‘Ver y tocar’, exposición de pinturas de dos trabajadoras en la sede de Córdoba

Teresa Luque junto a un paisaje del Cabo de Gata

Teresa Luque y Mari García son dos trabajadoras de la ONCE que han expuesto sus pinturas en la sede de la Dirección Administrativa de Córdoba desde el pasado 7 de mayo al 1 de junio. La exposición ‘Ver y tocar’ ha pretendido elevar la pintura a un nivel que permita su conocimiento a todas las personas que, aún con problemas visuales, quisieron deleitarse con la “explosión de sensaciones” que supuso para muchos ver los cuadros con las manos.

Abderraman es uno de los cuadros favoritos de Teresa

Teresa Luque, cordobesa, trabaja como auxiliar administrativo desde 1989. Primero estuvo en el Departamento de Servicios Sociales, donde realizó adaptaciones de material escolar, y ahora se dedica al Departamento de Coordinación “sin ninguna vinculación artística”, según recuerda.

Lo de la pintura le viene de genética, afirma. De pequeña le encantaba dibujar los vestidos de sus muñecas. Dibujaba mucho. Sobre todo la figura humana, quizá influenciada por la moda. Siempre le gustó el diseño de moda e incluso tuvo un taller donde dibujaba los figurines. Ahora, igual pinta abanicos que paredes. “Soy muy creativa. Me sale. Lo hago como terapia. Me satisface la creación”, dice.

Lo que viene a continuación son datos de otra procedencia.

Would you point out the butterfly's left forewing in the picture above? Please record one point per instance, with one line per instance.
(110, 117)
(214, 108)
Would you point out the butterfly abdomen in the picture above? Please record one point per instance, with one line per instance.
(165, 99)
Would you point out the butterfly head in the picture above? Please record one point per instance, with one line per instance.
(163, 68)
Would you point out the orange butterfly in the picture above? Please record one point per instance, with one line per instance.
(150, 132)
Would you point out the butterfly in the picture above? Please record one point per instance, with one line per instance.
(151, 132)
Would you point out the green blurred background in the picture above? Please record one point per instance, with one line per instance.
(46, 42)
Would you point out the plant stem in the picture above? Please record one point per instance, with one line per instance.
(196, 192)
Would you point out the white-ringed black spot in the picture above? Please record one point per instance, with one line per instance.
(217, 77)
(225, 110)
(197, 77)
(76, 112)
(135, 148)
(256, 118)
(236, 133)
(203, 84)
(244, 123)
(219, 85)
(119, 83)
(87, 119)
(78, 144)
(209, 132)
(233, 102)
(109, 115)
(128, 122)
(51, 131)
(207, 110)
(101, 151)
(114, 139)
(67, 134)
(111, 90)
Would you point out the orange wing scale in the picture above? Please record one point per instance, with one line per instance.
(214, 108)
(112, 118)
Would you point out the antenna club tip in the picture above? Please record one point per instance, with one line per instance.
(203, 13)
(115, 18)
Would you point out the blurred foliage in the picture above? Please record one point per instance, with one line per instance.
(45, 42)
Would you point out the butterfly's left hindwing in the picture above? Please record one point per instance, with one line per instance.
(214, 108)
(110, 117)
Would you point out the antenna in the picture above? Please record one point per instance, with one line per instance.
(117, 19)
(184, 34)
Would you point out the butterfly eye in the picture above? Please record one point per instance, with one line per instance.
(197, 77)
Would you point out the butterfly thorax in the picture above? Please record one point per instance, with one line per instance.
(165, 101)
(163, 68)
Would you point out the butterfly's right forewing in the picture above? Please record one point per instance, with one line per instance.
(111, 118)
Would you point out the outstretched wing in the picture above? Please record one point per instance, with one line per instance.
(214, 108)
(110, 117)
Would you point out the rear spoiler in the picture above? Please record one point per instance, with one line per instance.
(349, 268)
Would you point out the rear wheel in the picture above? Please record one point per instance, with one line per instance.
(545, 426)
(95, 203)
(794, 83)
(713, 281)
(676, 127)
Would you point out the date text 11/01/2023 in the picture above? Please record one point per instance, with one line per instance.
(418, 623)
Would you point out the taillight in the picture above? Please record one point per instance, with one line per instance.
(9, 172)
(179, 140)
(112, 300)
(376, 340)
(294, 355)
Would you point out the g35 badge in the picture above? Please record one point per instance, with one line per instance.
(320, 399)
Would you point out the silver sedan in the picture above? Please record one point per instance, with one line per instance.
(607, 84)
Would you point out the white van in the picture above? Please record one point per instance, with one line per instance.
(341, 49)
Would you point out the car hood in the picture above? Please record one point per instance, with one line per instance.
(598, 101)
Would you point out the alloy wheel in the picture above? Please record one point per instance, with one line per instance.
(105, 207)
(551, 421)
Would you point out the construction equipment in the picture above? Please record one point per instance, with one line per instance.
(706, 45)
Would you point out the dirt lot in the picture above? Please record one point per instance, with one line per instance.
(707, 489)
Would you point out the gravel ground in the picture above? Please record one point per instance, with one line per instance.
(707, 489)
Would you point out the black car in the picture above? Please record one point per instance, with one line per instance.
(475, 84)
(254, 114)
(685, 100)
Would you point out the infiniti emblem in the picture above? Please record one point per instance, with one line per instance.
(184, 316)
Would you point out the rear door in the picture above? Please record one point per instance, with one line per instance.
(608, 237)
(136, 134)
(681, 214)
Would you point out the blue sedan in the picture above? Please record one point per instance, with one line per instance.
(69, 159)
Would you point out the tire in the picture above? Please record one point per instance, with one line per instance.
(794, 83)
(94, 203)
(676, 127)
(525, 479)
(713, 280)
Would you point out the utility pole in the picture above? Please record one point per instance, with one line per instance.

En una primera etapa de su trayectoria se volcó con las acuarealas, los paisajes y bodegones, pero ahora se está centrando más en el óleo. Le apasiona el paisaje andaluz, igual el de interior que el marino. “Es la luz –explica-. Me inspira mucho la luz de Andalucía”. Sus referencias son el valenciano Joaquín Sorolla, el holandés Vicent van Gogh y el alemán Klim Gustav.

Mari García con uno de sus cuadros de paisajes

Mari García comparte con Teresa su pasión por van Gogh. “Aunque parezca muy fácil, que tiene una pintura para niños, es muy difícil, no crea”, afirma. Trabajadora de Pilsa desde hace 12 años, siempre en Córdoba, Mari descubrió su afición por la pintura hace cinco años, en un taller en el que aprendió las técnicas del pincel. Desde entonces, no ha parado de dibujar la naturaleza en sus distintas formas. “Quiero reflejar sobre el lienzo todo lo que se me viene a la mente”, dice.

Su afición ha sorprendido en la sede de la Dirección Administrativa de Córdoba, donde no sabían nada de su arte y ahora se muestra “entusiasmada” con la respuesta que ha tenido la exposición. “Íbamos a estar una semana y al final se quedó más de un mes, e incluso vendimos algún cuadro”, afirma. Mari se muestra especialmente orgullosa de haber facilitado el conocimiento de la pintura a las personas ciegas y deficientes visuales a través de unas pinturas que han utilizado materiales como fibra de vidrio, bicarbonato o incluso arena de la playa para facilitar su comprensión. Ahora trabaja ilusionada en dos nuevas obras, el cuadro del beso egipcio y un retrato de la mujer de Dalí asomándose a la ventana.